Photography

Jason Langer’s New Series Explores Hope, Light and Shadows, and the Creative Process

The Portland-based photographer’s new exhibit, 100 Sunrises (Before the Election), is set to release on election day.

By Gabriel Granillo November 3, 2020

Bethany Lake, 8.29.2020, 5-52am

Jason Langer is anxious. The ever-looming pandemic has turned something as seemingly simple as Halloween into a bewildering exercise of social distancing while celebrating. But Halloween was then. Now, a presidential election barrels down the track. Amid the COVID-19 pandemic, amid historic West Coast wildfires, amid social unrest and a racial reckoning, “Everything is on edge, and everything is possible,” Langer says.

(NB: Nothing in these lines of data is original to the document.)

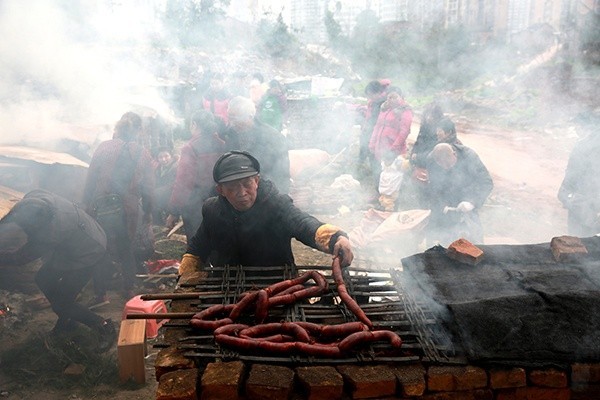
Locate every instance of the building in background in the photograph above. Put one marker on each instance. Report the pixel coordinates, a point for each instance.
(484, 18)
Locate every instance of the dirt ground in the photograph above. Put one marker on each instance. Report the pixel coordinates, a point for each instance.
(527, 168)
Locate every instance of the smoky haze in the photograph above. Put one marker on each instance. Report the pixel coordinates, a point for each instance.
(71, 69)
(66, 71)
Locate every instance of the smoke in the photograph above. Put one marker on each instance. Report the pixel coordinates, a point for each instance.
(68, 70)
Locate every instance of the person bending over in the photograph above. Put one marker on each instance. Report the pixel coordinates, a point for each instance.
(250, 223)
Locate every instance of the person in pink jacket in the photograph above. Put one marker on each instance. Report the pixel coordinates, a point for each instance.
(391, 130)
(392, 126)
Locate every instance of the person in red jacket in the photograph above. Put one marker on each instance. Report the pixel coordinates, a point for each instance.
(391, 130)
(119, 192)
(193, 182)
(392, 126)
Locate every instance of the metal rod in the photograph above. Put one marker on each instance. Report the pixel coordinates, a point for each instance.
(177, 296)
(161, 315)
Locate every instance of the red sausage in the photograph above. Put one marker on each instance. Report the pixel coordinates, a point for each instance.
(242, 305)
(352, 305)
(262, 306)
(317, 349)
(229, 329)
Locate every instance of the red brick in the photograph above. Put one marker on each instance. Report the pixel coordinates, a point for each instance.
(222, 380)
(585, 373)
(321, 383)
(464, 251)
(369, 381)
(452, 378)
(178, 385)
(480, 394)
(534, 393)
(511, 394)
(269, 382)
(171, 359)
(567, 248)
(507, 378)
(548, 378)
(183, 305)
(411, 380)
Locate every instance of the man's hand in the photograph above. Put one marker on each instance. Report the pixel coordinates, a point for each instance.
(465, 206)
(343, 249)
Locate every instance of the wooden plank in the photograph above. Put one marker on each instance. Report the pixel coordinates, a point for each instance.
(131, 350)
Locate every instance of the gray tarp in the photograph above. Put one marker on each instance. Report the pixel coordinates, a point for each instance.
(518, 304)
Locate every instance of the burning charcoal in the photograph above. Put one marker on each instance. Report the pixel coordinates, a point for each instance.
(464, 251)
(567, 248)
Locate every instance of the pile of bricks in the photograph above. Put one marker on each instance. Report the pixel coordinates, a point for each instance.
(181, 379)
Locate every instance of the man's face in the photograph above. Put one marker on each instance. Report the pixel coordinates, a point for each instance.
(442, 135)
(241, 193)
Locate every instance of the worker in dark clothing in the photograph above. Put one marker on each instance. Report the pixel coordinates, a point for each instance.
(72, 247)
(580, 189)
(251, 224)
(458, 186)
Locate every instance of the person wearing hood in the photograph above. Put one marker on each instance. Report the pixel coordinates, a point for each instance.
(459, 184)
(72, 247)
(579, 191)
(250, 223)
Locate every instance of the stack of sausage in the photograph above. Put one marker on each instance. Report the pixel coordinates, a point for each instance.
(292, 337)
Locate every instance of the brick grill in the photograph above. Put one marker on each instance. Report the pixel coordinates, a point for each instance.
(429, 366)
(379, 293)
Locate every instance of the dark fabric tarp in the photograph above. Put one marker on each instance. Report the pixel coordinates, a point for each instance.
(518, 304)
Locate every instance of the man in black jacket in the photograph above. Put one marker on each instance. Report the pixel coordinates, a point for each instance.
(459, 183)
(251, 224)
(72, 247)
(580, 189)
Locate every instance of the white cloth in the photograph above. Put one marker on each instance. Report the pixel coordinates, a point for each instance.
(391, 177)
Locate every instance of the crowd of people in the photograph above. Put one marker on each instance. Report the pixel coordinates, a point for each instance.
(229, 185)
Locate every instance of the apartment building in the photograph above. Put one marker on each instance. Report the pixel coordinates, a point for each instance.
(485, 18)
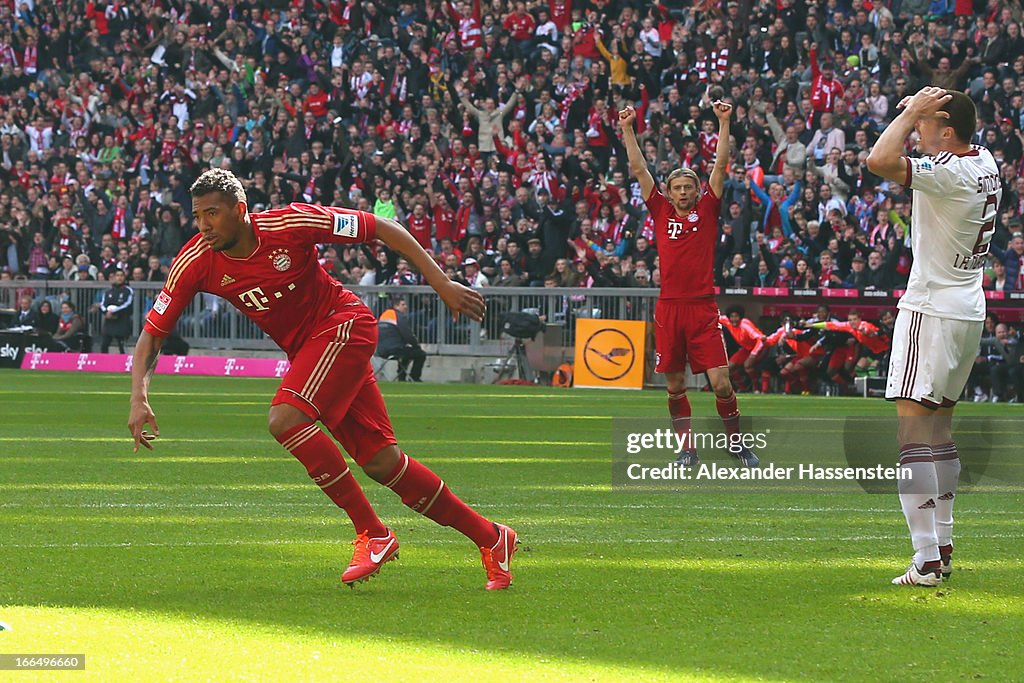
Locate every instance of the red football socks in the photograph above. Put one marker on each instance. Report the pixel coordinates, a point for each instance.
(424, 492)
(679, 411)
(729, 413)
(327, 467)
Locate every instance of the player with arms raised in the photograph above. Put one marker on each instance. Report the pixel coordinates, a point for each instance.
(956, 191)
(686, 317)
(265, 264)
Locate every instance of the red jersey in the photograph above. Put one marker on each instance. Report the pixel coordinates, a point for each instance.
(864, 333)
(420, 228)
(747, 334)
(824, 92)
(444, 220)
(686, 245)
(281, 286)
(802, 348)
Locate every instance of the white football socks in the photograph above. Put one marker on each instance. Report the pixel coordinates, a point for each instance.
(947, 468)
(916, 496)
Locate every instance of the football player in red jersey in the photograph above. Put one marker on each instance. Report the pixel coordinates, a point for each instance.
(686, 317)
(265, 264)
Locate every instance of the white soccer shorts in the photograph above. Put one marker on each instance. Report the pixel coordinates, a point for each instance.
(931, 357)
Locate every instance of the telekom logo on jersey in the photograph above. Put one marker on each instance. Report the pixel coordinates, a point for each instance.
(255, 298)
(676, 228)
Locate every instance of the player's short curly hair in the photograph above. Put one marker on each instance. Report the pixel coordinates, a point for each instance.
(963, 116)
(218, 180)
(683, 173)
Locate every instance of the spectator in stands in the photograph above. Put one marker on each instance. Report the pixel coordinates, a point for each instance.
(396, 340)
(117, 309)
(26, 315)
(1012, 259)
(47, 321)
(506, 275)
(72, 331)
(1005, 365)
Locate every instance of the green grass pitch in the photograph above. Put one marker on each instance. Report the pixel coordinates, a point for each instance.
(214, 557)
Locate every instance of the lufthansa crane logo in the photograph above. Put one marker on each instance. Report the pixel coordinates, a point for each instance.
(609, 354)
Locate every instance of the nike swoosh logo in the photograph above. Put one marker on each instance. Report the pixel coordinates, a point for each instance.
(505, 565)
(377, 557)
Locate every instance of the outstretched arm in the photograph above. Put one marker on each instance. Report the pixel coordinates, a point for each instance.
(717, 181)
(459, 299)
(638, 165)
(143, 365)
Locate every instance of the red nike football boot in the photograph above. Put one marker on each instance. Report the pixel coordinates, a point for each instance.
(498, 558)
(369, 556)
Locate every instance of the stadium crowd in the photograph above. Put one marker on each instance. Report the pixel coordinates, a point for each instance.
(488, 129)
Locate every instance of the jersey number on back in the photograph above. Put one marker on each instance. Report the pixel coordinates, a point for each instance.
(987, 228)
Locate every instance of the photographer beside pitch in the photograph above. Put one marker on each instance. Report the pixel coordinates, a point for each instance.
(956, 193)
(266, 265)
(686, 317)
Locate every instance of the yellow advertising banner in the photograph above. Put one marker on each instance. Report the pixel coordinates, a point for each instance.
(609, 353)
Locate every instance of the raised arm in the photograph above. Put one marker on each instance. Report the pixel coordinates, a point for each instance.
(717, 181)
(459, 299)
(887, 157)
(143, 365)
(638, 165)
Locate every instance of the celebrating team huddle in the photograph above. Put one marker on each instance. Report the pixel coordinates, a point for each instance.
(265, 264)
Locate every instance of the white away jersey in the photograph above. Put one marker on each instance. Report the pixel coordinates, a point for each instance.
(955, 198)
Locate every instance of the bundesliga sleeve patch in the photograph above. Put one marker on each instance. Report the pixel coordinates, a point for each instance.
(163, 301)
(346, 225)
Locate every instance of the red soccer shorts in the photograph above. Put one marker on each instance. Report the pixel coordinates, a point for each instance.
(688, 331)
(332, 380)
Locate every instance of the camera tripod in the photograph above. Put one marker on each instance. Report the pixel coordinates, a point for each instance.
(514, 361)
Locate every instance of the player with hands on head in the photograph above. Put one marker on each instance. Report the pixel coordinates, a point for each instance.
(266, 265)
(686, 317)
(956, 193)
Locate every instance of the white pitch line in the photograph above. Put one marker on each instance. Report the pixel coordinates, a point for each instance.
(499, 506)
(449, 542)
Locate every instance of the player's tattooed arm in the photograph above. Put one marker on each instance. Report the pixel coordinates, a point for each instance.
(638, 165)
(140, 414)
(717, 180)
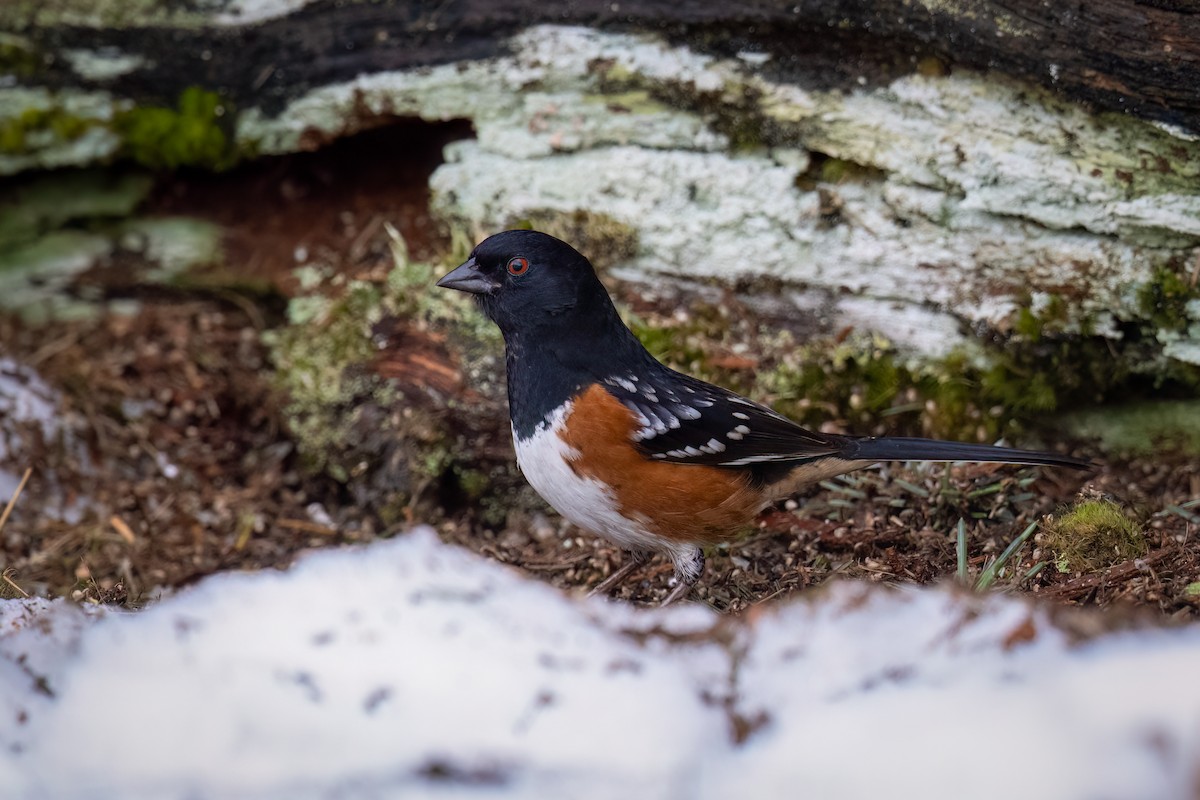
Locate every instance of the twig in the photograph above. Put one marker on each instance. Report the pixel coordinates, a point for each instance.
(13, 583)
(12, 500)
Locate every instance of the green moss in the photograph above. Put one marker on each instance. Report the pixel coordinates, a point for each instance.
(19, 133)
(18, 56)
(1163, 299)
(388, 445)
(1145, 428)
(191, 134)
(1093, 535)
(975, 394)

For the last three months or so, Langer, a Portland-based photographer, has been trying to channel that anxiety the only way he knows how: with his camera. And his new series 100 Sunrises (Before the Election) comes on the eve of the election, at a time when we could all use a little bit of hope. “These pictures are my way of getting up early in the morning and just doing stress relief with the idea of contributing something hopeful,” he says.

Hall Pond, 9.6.2020, 6-02am

100 Sunrises (Before the Election) is, in a lot of ways, a departure for Langer. Most of his work, which began in the mid-‘90s, explores the interplay between light and darkness. Using primarily black-and-white film—this series is his first true foray into DSLRs and editing via photoshop—his work includes intimate portraits and urban cityscapes that are both lonely and lively, darkly mysterious and despondently ethereal. His current focus is on landscapes, capturing the moment just before the sun crests. What we end up seeing is all mood and tone, quiet and desaturated, an emphasis on the way the sun gives us color and light and life.

But in some ways, the series isn’t different at all.

“I’ve always thought that one of the basic ideas behind photography to begin with is capturing light surrounded by darkness. That’s what a lot of the creative process anyway, which is starting with nothing and adding creativity, and in this case adding light. So this idea of light coming out of darkness has always been with me in my work, and this was maybe the ultimate example of it,” Langer says. “It’s just that it got upended by the real conditions that were happening this summer and this fall in Oregon. So, I just decided to capture that whenever I went out, whatever I saw.”

Columbia Slough, 9.10.2020, 5-27am

Over the course of Langer’s project, Oregon experienced unprecedented wildfires that burned more than 1 million acres of land in the state and sent shockwaves down the West Coast, reinvigorating discussions around climate change and Indigenous land sovereignty. His work touched on those topics, with images of reservoirs and lakes blanketed in dust-brown smoke in late summer. And as we drifted into fall, foggy mornings permeated through the lens.

Jason Langer

“It’s interesting that my thought was to go out with the idea of hope in mind, but what I came across was foggy mornings, moody mornings, the smoke, and the feeling [and] the tone of many of these images are still in those darker recesses. It just sort of came out that way,” he says. “I think there’s something to be said for being part of the artistic journey and seeing where the work takes you. You may have an idea that sparks the impetus to go create, but then the journey itself creates the work.”

For Langer, working on this series has been three-fold: a stress reliever, an exploration of uncharted photographic territory for him, and an homage to the barebones creative process that got him excited about photography in the first place.

With the election just hours away, Langer has hope. He says it is what will get us from one day to the next. Hope is in the sunrise, and our yearning for it to crest over the trees, to shine its light on our waters and give warmth, color, and life to a world consumed by shadows. This series, this year, this election has taught Langer the value of appreciating—friends, family, yourself, home, food.

“I see the election as a metaphor for the rest of life,” he says.